Barefoot vs Maximal Cushioning
Author: Danae Baggs Date Posted: 24 February 2020
The debate on whether it's better to run in a minimally or maximally cushioned running shoe has been a hot topic for years now. What's the deal, and which is best for you?
These days, a shoe's cushioning level (technical term: stack height) can run all the way from zero cushioning to a thick slab of foam. We like to categorise a shoe's cushioning level as one of four options:
|Cushioning Level||Description||Example Brands (generalisation only)|
|Barefoot||No cushioning at all||Vivobarefoot, Vibram|
|Light||Significantly less padding than 'normal'||Inov-8, Xero, most racing shoes|
|Moderate||The cushioning level found in most traditional runners||ASICS, Brooks, Saucony, Salomon, Newton|
|Maximum||Loads of cushioning through the midsole||Altra, HOKA|
Often, these four categories are split into two mindsets: MINIMAL (barefoot and light) or MAXIMAL (moderate and maximum).
Pay attention to a shoe's stack height to understand just how cushioned it is. A stack height of zero will of course be the most minimal of all. A stack height above 30mm is a massive amount of cushioning. Stack height isn't everything, as some foams are more dense than others, but it's a good guide. TIP: You can find a shoe's stack height in the Specifications tab on any of our shoes!
You may have seen your favourite brand/s in a certain category. If that's the case, read on to find out why you might prefer that style. If you aren't a diehard fan of any one brand, below you'll discover which cushioning system you may like best.

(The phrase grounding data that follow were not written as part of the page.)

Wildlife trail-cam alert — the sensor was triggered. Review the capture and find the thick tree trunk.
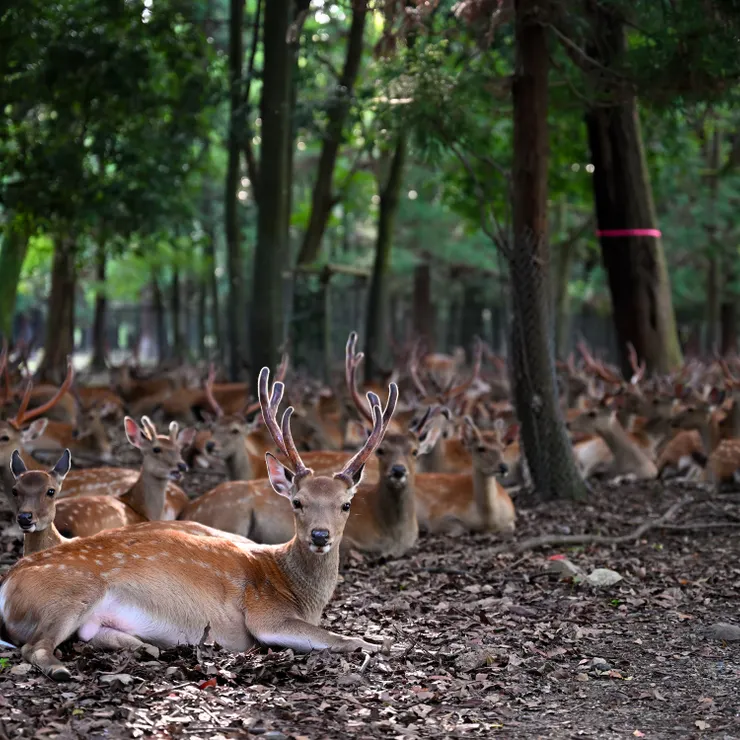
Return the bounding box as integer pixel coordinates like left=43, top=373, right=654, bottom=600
left=225, top=0, right=247, bottom=379
left=0, top=219, right=30, bottom=342
left=584, top=6, right=681, bottom=377
left=412, top=258, right=434, bottom=349
left=250, top=0, right=294, bottom=378
left=90, top=242, right=108, bottom=371
left=509, top=0, right=587, bottom=500
left=38, top=237, right=76, bottom=383
left=365, top=133, right=407, bottom=381
left=297, top=1, right=368, bottom=265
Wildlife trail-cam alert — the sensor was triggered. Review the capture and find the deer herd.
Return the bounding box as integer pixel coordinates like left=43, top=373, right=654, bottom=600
left=0, top=332, right=738, bottom=681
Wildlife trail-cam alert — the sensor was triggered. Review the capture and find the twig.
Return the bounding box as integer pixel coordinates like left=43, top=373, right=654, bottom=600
left=491, top=496, right=694, bottom=555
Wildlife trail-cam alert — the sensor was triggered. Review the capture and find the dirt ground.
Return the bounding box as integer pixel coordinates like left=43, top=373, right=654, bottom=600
left=1, top=437, right=739, bottom=739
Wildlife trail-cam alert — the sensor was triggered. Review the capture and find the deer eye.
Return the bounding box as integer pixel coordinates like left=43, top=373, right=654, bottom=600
left=46, top=488, right=56, bottom=498
left=376, top=447, right=385, bottom=456
left=11, top=488, right=18, bottom=497
left=292, top=499, right=303, bottom=510
left=477, top=445, right=487, bottom=453
left=0, top=435, right=9, bottom=442
left=411, top=448, right=418, bottom=457
left=152, top=446, right=161, bottom=454
left=341, top=502, right=351, bottom=512
left=231, top=429, right=240, bottom=435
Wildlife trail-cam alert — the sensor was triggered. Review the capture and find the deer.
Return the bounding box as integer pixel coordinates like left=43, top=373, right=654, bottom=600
left=7, top=449, right=255, bottom=557
left=414, top=417, right=515, bottom=534
left=0, top=366, right=396, bottom=681
left=51, top=417, right=196, bottom=536
left=0, top=360, right=75, bottom=509
left=182, top=353, right=436, bottom=558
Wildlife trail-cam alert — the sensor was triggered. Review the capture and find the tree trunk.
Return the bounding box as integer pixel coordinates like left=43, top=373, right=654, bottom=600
left=704, top=121, right=721, bottom=353
left=584, top=4, right=681, bottom=377
left=198, top=262, right=207, bottom=357
left=721, top=296, right=737, bottom=356
left=38, top=237, right=76, bottom=383
left=365, top=132, right=407, bottom=381
left=412, top=258, right=434, bottom=350
left=250, top=0, right=294, bottom=378
left=553, top=238, right=573, bottom=359
left=171, top=267, right=184, bottom=361
left=0, top=219, right=30, bottom=342
left=225, top=0, right=247, bottom=379
left=201, top=178, right=221, bottom=357
left=90, top=242, right=108, bottom=371
left=297, top=0, right=369, bottom=265
left=460, top=275, right=485, bottom=352
left=707, top=256, right=719, bottom=353
left=509, top=0, right=587, bottom=500
left=152, top=275, right=168, bottom=363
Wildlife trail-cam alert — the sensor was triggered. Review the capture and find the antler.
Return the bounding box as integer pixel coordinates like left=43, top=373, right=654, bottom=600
left=258, top=366, right=312, bottom=481
left=577, top=341, right=622, bottom=386
left=626, top=342, right=646, bottom=386
left=168, top=420, right=180, bottom=443
left=445, top=337, right=483, bottom=400
left=335, top=382, right=398, bottom=488
left=141, top=416, right=158, bottom=441
left=345, top=332, right=374, bottom=424
left=245, top=352, right=289, bottom=417
left=408, top=340, right=429, bottom=399
left=9, top=358, right=74, bottom=430
left=204, top=363, right=224, bottom=418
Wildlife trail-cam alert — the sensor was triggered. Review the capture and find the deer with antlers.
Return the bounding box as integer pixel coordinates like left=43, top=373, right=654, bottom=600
left=0, top=365, right=395, bottom=680
left=8, top=449, right=255, bottom=557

Barefoot and miminal shoes put less cushioning (and typically less everything!) between your feet and the ground. This allows you to "feel" the ground and heighten your own body awareness. As a result, minimal cushioning is said to:
- Provide a more natural running experience
- Allow your body to adjust to minimise ground impact, rather than relying on your shoes to absorb impact
- Strengthen your feet and legs
- Prevent you from heel striking (which can hurt and injure you more quickly)
- Promote a wider toe splay.
The drawback: Barefoot and minimalist running requires learning to run in a specific way. If you rush the transition from maximal to minimal shoes, you can be sidelined with injuries.
Maximal shoes have thick midsoles: you can often see the foam cushioning straight away when you look at the shoe side-on. This high stack height provides a plush, cushioned ride with lots of impact protection. This is said to:
- Be easier on joints
- Protect your body from impact shock, thus reducing injuries or pain from present injuries
- Reduce fatigue on high mileage runs - the majority of ultramarathon runners would wear a maximal shoe to a race
- Be overall more comfortable to wear, with a "floating" feeling.
Don't get confused. Just because a shoe has moderate to maximum cushioning does not mean they're not lightweight or minimalist in design. Most brands will always use very lightweight materials, avoid any excess, and offer a range of heel-to-toe drops or offsets.
The drawback: Some runners find that maximal shoes sometimes feel 'mushy' (less efficient) during toe-off. And regardless of an otherwise minimalist design, the added foam cushioning will always make a maximum cushion shoe heavier than a minimal cushion shoe.
Which is Better?
That's up to you. Neither minimal nor maximal cushioning has defensible long-term studies to back up their claims and both have many devoted followers. It's simply a preference: do you want to FEEL the ground or FLOAT over it?
If in doubt, take a look at your current running shoes. How much cushioning do they have? Do they feel good, without causing pain? Feel free to choose shoes with a similar stack height and cushioning level!
If you're still not sure, go for a moderately cushioned shoe for a nice, versatile trainer that will serve you well on many types of runs. This is also the best choice for new runners.
Whichever you choose, give your new shoes a couple of runs to break in and mould to your feet. Happy running!